Pets are part of the family for many people, and the idea of not having the fluffiest member of the family around is unthinkable for some people. However, did you know your pet could be costing you for more than just vet bills? Turns out, having a pet can actually impact how much you spend on your property insurance.
You might have the cutest furry friend on the planet, but no matter how adorable they are, your insurer has to view them objectively. Insurers base how much they charge for your premium on the potential risk involved-and sadly your pet isn’t immune to this.
While you might know that insurers look at risks such as having a swimming pool or whether you live in a flood zone, you may not realise that they will also eye up that exotic pet of yours with caution.
For the most part, when it comes to home insurance increases, they tend to be related to dogs.
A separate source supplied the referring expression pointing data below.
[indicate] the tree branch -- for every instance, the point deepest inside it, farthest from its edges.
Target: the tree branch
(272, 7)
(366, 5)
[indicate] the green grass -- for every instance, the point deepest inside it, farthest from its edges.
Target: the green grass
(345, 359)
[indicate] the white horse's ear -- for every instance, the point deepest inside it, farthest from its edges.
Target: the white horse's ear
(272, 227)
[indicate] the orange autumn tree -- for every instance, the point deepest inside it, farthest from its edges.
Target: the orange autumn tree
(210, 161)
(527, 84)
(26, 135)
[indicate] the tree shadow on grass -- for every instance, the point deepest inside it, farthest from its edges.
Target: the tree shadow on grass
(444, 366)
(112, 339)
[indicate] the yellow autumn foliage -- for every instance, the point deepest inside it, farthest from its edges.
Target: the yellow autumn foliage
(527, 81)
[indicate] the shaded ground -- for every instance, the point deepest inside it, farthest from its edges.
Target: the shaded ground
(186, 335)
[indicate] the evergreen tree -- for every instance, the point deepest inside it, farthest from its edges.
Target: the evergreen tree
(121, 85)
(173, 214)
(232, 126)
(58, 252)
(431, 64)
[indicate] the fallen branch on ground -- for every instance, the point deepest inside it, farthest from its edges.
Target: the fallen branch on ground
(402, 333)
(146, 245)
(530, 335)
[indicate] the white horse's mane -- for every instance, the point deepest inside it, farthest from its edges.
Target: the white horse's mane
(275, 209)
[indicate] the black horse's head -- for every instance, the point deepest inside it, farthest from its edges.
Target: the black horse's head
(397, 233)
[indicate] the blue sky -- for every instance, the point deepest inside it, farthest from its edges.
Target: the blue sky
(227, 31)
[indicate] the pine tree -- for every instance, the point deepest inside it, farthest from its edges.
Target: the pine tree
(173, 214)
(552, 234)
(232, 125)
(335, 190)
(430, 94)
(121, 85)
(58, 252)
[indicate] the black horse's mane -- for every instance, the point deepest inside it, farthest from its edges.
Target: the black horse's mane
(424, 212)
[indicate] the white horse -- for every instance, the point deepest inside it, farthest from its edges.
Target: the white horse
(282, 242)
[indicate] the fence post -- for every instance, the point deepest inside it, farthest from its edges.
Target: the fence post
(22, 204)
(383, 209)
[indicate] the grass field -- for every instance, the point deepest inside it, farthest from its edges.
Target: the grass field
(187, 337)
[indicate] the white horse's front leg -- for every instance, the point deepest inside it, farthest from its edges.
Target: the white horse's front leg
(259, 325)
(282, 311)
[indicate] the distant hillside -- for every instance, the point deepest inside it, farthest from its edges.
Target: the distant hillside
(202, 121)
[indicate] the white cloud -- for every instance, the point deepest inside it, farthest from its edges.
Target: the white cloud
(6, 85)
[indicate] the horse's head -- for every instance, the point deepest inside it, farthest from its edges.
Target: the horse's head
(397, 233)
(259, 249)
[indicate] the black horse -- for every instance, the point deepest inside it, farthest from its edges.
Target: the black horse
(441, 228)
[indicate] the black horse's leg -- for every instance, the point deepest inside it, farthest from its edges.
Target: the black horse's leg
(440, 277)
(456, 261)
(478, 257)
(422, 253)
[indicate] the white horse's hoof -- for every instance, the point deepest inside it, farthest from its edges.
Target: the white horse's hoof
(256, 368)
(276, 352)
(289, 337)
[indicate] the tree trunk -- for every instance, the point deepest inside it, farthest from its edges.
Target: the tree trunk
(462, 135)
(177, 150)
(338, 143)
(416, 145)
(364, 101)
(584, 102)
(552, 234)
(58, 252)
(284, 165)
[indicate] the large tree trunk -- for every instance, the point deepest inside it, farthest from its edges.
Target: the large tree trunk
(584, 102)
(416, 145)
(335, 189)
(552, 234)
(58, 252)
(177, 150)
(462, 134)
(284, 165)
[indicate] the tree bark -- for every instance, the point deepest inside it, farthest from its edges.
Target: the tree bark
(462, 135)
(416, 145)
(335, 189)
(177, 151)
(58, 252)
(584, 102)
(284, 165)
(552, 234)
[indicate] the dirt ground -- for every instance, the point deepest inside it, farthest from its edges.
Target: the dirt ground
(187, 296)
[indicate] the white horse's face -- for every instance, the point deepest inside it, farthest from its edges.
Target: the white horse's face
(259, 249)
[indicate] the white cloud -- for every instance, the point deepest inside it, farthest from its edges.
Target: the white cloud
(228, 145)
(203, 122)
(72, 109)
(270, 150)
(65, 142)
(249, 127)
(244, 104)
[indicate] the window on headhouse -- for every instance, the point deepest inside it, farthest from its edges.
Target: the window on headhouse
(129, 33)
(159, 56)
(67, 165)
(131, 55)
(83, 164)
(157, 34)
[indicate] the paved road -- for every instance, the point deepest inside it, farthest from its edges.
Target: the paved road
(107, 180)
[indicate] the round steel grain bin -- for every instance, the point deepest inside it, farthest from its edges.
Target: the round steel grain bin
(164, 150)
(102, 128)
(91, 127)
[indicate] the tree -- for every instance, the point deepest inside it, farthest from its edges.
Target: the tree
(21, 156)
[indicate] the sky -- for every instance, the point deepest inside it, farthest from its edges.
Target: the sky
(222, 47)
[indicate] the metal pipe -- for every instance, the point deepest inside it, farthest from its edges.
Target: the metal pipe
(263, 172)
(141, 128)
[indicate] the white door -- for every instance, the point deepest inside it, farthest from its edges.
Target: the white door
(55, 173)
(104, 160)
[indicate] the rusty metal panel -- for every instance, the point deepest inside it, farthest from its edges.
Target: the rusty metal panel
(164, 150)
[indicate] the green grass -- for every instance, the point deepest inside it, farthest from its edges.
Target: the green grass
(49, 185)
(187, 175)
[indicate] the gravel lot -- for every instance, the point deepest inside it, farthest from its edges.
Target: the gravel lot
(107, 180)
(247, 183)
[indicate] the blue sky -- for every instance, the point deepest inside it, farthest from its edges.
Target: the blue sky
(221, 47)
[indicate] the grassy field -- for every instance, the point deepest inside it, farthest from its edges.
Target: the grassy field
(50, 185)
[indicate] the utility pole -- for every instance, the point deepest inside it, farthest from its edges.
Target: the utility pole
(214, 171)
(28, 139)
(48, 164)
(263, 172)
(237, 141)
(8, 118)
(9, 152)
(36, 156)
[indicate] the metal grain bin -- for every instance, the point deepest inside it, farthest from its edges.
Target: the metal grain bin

In North America, 4.5 million people suffer dog bites each year, with about 900,000 of these requiring medical treatment. Unfortunately, even the most well-behaved pup can find themselves in an aggressive situation if they feel threatened or scared. If you do find yourself in this situation, you may end up with some big medical bills and even legal bills in a worst case scenario. Luckily, if you have decent home insurance policy in place, your insurer will pay out and help cover the costs.
Since dogs tend to be the main concern for insurers, sadly it is true that they act discriminatory towards some breeds than others. Usually this isn’t because they are more viscous or likely to attack, but their size or strength means the wounds they are capable of inflicting are more severe. For an insurer the greater the wound, the more expensive the hospital bills will be if someone is injured, therefore they will charge customers more to insure them.
However, it isn’t always the larger breeds who are the ones to watch out for. According to a study from the Applied Animal Behaviour Science journal, large dogs aren’t any more likely to bite than small ones. Siberian Huskies, Greyhounds, Pit Bulls and even Rottweilers were all marked as fairly calm dogs. It was the little guys-Dachshunds and Chihuahuas-who came in at the top of the aggression chart.
If you have a pet that your insurer deems high risk, you may be required to take out higher liability coverage, or even be denied insurance completely.
Chances are, if you just brought home a guinea pig or a rabbit, your insurer isn’t going to be too fussed. On the other hand, if you decide to introduce a more extoic animal, such as a tarantula, snake or exotic bird, your insurer may have a bit of an issue. Since many of these animals are classed as wild animals, they can be harder to train or control, and your insurer might see this as a worry. Many home insurers won’t provide coverage for them within your policy, and will instead recommend you look into taking out a specialist policy just for your pet.
Every insurer is different, so be sure to get in touch with your provider and see what they recommend. If you aren’t happy with the coverage on offer from your current home insurance provider, search the market and compare the different plans available.